GR: I feel that if you understand your clients and have their best interests at heart in everything you do then you won’t go far wrong. But I am sad to say that I think we are too scared to move in certain circumstances and that in itself can lead to poor client outcomes. Regulating our industry is an incredibly difficult task and I don’t have the right answers but a lack of common sense approach can sometimes be frustrating.
FP: How have you been affected by the hike in the FSCS levy?
GR: Clearly, we’re not immune to the FSCS levy increase and ours has gone up proportionately to others in the industry. We talk with our peers and are aware that what’s happening to us is happening elsewhere.
FP: What do you think of the changes to dividend tax credits announced in last year’s Budget and how will these affect you and your business from here on in?
GR: It’s an interesting move by the Government and it’s clear to see why they’ve done it. It will affect a large number of our clients. However, we are talking it through with affected clients in tandem with their tax advisers and we feel well prepared for it.
FP: What do you think the key is to making more of the general public aware of the benefits of seeing a Financial Planner?
GR: There needs to be a clearer distinction as to who is a Financial Planner and who is a product salesman. Many clients have had experience of the latter and are then prejudiced against the planning profession. However, once a first meeting is secured, it’s normally fairly straightforward to demonstrate the value of engaging with a planner. The hard-nosed entrepreneurs we deal with are often the most satisfying to deal with, as they can be the most vociferous detractors to begin with and often become the most powerful advocates afterwards.
FP: What’s the best thing about being a Financial Planner?
GR: The ability to remove worry from people’s lives and therefore allow them to live life on their terms. Being able to tell someone that they can stop working and actually spend time with their loved ones is particularly powerful.
FP: What do you like doing in your spare time outside of work? Do you have any unusual hobbies?
GR: I’m an avid golfer. When I say avid, I mean utterly obsessed. I play whenever my work and home life permits and I work with some of the professional players on the European tour. I also bought a Tesla car recently and can honestly say it’s the most insanely brilliant car I have ever owned. Elon Musk is a genius.
1 - Value what you
do – don’t take for granted what you know and what you can add to clients’ financial security and peace of mind.

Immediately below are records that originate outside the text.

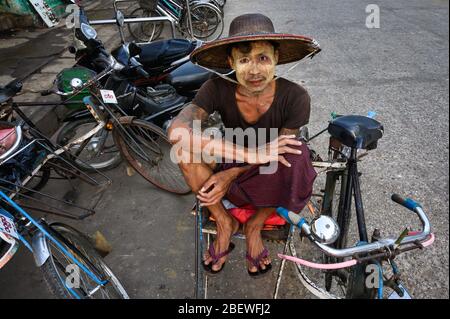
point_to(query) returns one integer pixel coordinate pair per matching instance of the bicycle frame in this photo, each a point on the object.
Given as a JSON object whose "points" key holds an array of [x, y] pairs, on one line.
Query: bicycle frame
{"points": [[39, 247]]}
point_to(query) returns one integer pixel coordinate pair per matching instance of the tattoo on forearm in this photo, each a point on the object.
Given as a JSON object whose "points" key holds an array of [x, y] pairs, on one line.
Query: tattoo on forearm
{"points": [[288, 131], [190, 113]]}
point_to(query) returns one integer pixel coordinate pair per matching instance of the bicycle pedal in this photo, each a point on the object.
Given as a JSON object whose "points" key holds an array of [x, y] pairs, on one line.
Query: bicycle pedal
{"points": [[130, 171], [71, 196], [101, 245]]}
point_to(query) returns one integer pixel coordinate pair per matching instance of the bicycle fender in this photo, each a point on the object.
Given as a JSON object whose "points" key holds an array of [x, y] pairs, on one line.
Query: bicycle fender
{"points": [[40, 249]]}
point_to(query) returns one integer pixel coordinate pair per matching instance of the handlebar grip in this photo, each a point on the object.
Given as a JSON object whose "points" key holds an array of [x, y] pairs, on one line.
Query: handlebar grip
{"points": [[405, 202]]}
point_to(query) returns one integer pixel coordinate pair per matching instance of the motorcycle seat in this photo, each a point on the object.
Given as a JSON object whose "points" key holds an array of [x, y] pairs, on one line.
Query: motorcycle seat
{"points": [[164, 52], [10, 90], [188, 77], [356, 131]]}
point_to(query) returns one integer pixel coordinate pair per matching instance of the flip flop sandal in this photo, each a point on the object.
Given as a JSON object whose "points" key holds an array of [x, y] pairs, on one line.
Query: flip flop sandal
{"points": [[257, 263], [212, 254]]}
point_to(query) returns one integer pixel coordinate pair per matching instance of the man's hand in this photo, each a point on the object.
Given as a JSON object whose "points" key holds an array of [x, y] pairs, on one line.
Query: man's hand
{"points": [[216, 187], [272, 151]]}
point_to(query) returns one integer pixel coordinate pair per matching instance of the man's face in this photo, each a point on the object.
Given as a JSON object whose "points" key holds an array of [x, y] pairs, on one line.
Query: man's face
{"points": [[255, 69]]}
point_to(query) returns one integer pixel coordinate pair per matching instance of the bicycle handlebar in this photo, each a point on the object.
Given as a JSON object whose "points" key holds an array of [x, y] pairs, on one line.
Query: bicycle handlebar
{"points": [[382, 244]]}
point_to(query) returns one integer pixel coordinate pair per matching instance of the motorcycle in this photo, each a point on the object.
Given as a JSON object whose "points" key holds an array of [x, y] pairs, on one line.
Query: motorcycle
{"points": [[157, 84]]}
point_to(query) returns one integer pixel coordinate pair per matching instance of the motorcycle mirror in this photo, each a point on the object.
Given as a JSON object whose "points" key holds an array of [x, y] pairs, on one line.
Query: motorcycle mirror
{"points": [[134, 49], [120, 19]]}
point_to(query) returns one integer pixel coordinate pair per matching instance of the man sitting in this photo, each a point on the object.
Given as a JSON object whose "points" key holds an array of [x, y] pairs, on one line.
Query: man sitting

2 – Listen to Brett Davidson because he has a lot of great advice
3 - The right culture within the firm is crucial to long-term success.
My Business Day
06.30 - Get up - drag myself to the gym.
08.00 - Get home – Eat breakfast. Sometimes I’m lucky enough to drop the kids off at school.
09.00 - Get into work – catch up on e-mails / review to do list for the day.
09.45 - Team meetings – what work have we got on and what needs doing – tasks allocated within the team.
10.30 - Phone calls – discuss work needed with clients, get fees agreed and think about food.
13.00 - Lunch – sometimes with clients, sometimes at home, often on the run between meetings.
14.00 - Preparing work, cash flow modelling, checking reports.
15.00 – 17.00 - Presenting on relevant topics with professional introducers.